On Thu, Aug 18, 2016 at 2:32 AM, Stephen J. Turnbull <turnbull.stephen.fw@u.tsukuba.ac.jp> wrote:
So it's not just invalid surrogate *pairs*, it's invalid surrogates of all kinds. This means that it's theoretically possible (though I gather that it's unlikely in the extreme) for a real Windows filename to indistinguishable from one generated by Python's surrogateescape handler.
Absolutely if the filesystem is one of Microsoft's such as NTFS, FAT32, exFAT, ReFS, NPFS (named pipes), MSFS (mailslots) -- and I'm pretty sure it's also possible with CDFS and UDFS. UDF allows any Unicode character except NUL.
What happens when Python's directory manipulation functions on Windows encounter such a filename? Do they try to write it to the disk directory? Do they succeed?
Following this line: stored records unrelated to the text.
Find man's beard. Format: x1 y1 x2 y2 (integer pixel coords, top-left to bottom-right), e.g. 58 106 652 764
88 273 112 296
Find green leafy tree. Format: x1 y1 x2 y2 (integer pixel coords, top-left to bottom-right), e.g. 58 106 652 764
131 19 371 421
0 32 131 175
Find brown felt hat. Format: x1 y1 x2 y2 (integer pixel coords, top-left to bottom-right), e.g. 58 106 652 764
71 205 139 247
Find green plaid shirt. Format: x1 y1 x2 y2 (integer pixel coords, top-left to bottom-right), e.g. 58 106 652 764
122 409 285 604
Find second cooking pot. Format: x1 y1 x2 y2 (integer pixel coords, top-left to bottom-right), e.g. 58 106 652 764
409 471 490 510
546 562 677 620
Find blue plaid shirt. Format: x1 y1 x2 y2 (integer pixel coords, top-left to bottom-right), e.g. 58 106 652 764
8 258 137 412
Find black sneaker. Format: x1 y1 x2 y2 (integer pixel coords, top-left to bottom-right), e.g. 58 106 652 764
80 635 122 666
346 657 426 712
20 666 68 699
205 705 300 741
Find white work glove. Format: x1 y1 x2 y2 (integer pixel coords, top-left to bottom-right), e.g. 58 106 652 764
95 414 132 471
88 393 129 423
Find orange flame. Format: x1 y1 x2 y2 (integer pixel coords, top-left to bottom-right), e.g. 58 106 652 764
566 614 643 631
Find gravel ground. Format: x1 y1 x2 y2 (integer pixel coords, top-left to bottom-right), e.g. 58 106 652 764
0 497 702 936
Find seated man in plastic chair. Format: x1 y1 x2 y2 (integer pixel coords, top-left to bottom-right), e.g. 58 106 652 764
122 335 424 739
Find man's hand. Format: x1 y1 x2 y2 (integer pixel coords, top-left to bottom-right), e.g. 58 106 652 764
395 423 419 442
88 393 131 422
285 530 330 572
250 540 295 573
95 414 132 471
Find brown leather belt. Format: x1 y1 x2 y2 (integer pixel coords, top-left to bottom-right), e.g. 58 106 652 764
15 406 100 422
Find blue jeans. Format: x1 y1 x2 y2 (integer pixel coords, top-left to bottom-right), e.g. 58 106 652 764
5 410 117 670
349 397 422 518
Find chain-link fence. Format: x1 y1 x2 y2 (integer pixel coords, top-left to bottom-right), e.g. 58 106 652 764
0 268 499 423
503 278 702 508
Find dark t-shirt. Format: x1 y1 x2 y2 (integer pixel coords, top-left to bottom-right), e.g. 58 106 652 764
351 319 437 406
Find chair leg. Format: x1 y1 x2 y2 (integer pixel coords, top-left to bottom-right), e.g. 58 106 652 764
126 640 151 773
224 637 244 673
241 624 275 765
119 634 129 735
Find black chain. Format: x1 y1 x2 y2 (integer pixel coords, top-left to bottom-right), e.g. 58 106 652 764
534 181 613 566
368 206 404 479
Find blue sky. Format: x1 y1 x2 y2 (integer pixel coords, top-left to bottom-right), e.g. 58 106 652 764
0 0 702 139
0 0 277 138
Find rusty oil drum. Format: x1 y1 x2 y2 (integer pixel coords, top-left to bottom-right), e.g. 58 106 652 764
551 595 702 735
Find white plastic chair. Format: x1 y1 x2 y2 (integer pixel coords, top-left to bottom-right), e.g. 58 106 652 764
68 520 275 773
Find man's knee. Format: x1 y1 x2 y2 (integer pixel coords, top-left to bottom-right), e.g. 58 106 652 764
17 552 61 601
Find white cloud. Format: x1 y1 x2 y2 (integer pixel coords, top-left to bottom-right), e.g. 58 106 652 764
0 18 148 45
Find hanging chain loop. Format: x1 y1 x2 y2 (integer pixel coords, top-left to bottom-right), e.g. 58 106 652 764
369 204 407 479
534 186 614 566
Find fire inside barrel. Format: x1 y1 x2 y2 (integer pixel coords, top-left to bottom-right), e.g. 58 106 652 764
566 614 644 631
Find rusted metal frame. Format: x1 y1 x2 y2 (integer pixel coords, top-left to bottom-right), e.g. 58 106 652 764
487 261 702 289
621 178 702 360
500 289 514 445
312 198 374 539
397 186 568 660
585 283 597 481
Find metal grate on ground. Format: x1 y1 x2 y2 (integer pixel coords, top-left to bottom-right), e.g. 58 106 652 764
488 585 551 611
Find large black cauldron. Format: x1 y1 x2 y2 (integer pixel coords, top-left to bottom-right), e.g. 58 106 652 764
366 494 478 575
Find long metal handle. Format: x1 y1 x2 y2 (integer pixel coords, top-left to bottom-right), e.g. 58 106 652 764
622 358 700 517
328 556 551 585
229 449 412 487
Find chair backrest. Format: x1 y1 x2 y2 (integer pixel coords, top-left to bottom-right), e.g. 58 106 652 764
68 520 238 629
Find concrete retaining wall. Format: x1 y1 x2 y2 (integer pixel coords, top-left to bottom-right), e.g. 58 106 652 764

Does that depend on surrogateescape?
Python allows these 'Unicode' (but not strictly UTF compatible) strings, so it doesn't have a problem with such filenames, as long as it's calling the Windows wide-character APIs.
Is there a reason in practice to allow surrogateescape at all on names in Windows filesystems, at least when using the *W API? You mention non-Microsoft filesystems; are they common enough to matter?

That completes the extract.